IBM SkillsBuild and the National Applied AI Consortium team up to train community college faculty on AI

The free program offers a structured, self-paced AI learning pathway for educators across all disciplines, building on IBM's goal to skill two million learners in AI by the end of 2026.

Educators exploring AI skills training pathway for community college faculty development

IBM and the National Applied AI Consortium have launched a free AI learning pathway for community college faculty and staff

IBM and the National Applied AI Consortium (NAAIC) have launched a collaboration to deliver a customized AI learning plan for faculty and staff at community colleges across the United States.

The initiative uses IBM's free SkillsBuild platform, which offers more than 1,000 courses covering AI, cloud, cybersecurity, and data science, and pairs it with a structured pathway designed specifically for educators.

The collaboration builds on an existing partnership between IBM SkillsBuild and Miami Dade College, where the platform was first introduced to students and adult learners. NAAIC, which was founded by Miami Dade College's Antonio Delgado Fornaguera, Vice President of Innovation and Tech Partnerships, is now extending that work to community college faculty and staff nationwide.

Delgado Fornaguera, wrote on LinkedIn that the new collaboration will offer faculty and staff "a customized AI Learning Plan" through which they can "build confidence with AI from foundational understanding through intermediate and advanced concepts and hands-on labs to evaluate, apply, and model responsible AI use."
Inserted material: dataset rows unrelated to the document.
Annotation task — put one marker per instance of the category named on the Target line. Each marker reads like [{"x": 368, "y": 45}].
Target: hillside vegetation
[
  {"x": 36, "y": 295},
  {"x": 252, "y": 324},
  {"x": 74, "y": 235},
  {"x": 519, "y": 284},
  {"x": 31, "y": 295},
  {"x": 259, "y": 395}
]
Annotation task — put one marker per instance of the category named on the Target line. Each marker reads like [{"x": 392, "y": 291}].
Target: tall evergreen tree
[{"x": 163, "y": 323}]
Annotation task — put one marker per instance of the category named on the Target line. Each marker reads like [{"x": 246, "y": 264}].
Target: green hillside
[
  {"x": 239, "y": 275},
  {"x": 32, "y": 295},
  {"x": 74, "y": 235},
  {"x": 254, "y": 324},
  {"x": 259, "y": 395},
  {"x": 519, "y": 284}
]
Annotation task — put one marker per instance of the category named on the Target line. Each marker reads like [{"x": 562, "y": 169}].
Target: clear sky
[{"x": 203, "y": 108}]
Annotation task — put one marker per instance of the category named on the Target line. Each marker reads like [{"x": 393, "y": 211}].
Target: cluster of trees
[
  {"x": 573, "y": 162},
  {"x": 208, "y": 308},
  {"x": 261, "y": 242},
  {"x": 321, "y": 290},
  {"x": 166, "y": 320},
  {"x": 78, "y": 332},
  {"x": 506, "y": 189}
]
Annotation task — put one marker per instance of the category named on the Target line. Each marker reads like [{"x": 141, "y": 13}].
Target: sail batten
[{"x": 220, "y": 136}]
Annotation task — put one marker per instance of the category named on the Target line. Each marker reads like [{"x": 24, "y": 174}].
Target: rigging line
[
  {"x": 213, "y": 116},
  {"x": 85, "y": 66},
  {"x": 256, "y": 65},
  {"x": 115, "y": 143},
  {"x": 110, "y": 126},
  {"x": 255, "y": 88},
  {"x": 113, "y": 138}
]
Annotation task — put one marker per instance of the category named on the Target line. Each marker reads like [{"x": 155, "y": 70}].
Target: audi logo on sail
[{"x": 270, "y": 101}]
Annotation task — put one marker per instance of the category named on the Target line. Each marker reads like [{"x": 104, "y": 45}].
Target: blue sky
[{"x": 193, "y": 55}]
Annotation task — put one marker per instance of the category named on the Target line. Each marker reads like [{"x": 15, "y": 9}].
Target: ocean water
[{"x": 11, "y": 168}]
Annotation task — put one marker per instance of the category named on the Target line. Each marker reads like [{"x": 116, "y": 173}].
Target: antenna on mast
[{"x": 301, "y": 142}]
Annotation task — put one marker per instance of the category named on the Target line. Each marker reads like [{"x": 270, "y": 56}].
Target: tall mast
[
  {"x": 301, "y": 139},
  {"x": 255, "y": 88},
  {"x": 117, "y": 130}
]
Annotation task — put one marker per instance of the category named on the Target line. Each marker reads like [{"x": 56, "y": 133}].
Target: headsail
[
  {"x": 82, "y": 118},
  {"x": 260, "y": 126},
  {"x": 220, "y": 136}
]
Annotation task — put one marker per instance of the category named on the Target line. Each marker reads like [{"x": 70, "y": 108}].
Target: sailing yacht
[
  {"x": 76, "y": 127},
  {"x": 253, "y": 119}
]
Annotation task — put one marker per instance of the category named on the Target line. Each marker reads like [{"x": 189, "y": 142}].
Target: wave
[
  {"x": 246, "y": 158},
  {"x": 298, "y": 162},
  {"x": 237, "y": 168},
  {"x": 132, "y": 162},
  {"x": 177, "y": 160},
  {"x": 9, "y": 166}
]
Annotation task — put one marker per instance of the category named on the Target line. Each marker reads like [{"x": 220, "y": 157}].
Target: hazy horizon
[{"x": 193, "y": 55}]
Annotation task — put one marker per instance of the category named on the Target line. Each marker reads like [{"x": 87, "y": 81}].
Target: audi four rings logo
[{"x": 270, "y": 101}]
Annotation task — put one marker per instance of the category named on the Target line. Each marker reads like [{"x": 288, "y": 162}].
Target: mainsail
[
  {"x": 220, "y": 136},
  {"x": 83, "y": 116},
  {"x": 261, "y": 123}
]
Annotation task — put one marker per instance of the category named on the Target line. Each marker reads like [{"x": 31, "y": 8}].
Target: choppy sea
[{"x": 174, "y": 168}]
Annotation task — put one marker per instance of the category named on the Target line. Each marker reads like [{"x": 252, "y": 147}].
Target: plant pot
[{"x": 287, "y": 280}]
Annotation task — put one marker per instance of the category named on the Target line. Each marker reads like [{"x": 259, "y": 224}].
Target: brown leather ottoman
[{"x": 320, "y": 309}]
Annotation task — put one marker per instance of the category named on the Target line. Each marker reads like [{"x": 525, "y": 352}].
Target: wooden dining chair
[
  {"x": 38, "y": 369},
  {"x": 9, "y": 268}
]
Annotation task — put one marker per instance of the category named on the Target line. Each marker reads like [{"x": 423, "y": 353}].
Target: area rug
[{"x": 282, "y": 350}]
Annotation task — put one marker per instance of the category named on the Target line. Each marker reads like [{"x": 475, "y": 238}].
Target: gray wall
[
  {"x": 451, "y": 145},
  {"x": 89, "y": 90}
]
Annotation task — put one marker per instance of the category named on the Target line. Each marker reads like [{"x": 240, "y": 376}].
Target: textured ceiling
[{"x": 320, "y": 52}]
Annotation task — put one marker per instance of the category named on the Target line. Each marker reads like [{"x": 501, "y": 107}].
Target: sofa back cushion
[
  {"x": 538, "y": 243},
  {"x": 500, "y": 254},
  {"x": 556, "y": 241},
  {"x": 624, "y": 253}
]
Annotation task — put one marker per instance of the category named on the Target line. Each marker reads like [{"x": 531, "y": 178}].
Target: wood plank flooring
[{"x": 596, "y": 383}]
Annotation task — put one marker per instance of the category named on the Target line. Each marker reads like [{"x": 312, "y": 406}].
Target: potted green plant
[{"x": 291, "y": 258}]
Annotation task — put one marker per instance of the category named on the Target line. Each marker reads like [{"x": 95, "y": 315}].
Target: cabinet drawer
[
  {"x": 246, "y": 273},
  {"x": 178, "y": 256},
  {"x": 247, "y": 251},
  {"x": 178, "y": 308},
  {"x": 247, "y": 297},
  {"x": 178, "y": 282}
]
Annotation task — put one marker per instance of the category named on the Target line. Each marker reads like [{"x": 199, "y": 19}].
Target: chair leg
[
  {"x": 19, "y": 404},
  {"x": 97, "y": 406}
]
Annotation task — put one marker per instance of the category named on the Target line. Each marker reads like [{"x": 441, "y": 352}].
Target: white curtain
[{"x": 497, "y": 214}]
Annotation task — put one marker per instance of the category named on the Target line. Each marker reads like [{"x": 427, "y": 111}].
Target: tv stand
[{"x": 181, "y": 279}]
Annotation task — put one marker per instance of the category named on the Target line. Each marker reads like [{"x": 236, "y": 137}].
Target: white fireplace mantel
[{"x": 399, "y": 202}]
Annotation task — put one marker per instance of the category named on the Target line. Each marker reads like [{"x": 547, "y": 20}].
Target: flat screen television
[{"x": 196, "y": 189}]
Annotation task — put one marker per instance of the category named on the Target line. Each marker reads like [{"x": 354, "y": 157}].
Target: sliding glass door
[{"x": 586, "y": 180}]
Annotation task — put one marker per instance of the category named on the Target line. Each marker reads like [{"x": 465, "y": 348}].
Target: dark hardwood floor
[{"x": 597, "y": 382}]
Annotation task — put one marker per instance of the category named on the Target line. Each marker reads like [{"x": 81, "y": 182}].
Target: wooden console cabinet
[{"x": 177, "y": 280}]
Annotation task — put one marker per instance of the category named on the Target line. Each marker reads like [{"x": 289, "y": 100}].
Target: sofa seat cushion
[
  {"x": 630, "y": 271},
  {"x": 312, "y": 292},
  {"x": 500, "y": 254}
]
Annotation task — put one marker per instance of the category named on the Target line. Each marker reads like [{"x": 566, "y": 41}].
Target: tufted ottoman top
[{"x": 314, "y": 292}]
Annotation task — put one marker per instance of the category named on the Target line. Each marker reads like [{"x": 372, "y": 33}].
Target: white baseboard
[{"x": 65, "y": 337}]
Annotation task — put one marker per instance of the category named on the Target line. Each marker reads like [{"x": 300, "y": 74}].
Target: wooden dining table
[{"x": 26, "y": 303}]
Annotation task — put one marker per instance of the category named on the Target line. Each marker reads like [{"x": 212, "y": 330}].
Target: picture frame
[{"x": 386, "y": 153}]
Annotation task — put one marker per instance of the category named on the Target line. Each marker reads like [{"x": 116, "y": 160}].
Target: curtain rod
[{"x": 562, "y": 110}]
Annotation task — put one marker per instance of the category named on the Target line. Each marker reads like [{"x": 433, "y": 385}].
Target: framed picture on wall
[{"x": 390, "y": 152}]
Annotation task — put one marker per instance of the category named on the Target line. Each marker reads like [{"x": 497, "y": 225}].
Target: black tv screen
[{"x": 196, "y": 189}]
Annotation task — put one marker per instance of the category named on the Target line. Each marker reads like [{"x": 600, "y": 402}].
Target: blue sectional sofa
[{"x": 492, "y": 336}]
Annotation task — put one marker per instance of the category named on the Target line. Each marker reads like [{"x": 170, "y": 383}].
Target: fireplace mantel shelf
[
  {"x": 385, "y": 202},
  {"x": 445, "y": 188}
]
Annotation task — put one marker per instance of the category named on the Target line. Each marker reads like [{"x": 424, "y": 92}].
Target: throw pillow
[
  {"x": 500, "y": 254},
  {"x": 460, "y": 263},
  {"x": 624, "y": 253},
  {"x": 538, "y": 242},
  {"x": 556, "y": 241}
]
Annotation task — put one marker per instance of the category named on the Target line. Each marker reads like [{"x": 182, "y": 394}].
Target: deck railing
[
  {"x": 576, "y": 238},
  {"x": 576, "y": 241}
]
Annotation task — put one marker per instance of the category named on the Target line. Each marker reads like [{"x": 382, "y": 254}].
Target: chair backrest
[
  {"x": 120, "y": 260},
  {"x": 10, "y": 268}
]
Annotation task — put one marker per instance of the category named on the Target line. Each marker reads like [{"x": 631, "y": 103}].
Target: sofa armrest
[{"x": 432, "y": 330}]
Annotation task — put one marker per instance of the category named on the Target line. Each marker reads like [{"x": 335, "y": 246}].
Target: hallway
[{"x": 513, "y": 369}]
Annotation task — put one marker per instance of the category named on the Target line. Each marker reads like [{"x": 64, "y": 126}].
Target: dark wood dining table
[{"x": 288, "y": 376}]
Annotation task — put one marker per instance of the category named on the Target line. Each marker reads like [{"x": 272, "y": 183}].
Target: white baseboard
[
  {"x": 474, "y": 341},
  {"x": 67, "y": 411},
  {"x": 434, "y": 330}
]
A structured pathway from AI literacy to applied fluency

The learning plan is a self-paced pathway that takes educators from foundational AI literacy through to advanced, applied concepts. It includes hands-on labs designed to build practical fluency, with the goal of enabling faculty to evaluate, apply, and integrate responsible AI use across teaching, advising, and professional practice.

Beyond the core coursework, IBM SkillsBuild provides industry-aligned credentials, guided learning experiences, and ready-to-use toolkits that can be embedded into existing programs or institutional initiatives. Additional resources include webinars and cohort-based learning experiences. Faculty also get access to open-source AI models, data science tools, and analytical resources through IBM Technology, though an academic institution email address is required.

Lydia Logan, Vice President of Global Education and Workforce Development at IBM, says: "Building AI readiness starts with literacy, but it has to lead to fluency. Through this collaboration with NAAIC, our goal is to help educators build the confidence to apply AI responsibly in ways that strengthen how they educate and support students."

Wider context and IBM's 30 million target

The partnership sits within IBM's broader commitment to skill 30 million people globally by 2030, including two million learners in AI by the end of 2026. The SkillsBuild platform is free to participants, available in multiple languages and formats, and designed to connect learning directly to career pathways.

Antonio Delgado Fornaguera, Founder of NAAIC, says: "At NAAIC, our focus is on ensuring that AI education is not only innovative, but accessible and workforce-aligned. Working with IBM allows us to support educators in building practical skills that directly benefit their students and local economies."

An information session with IBM is scheduled for May 19 at 12:00 PM EST for institutions interested in the program. The collaboration positions community colleges as a key delivery mechanism for applied AI education at a time when four-year institutions and private sector bootcamps have dominated much of the AI upskilling conversation.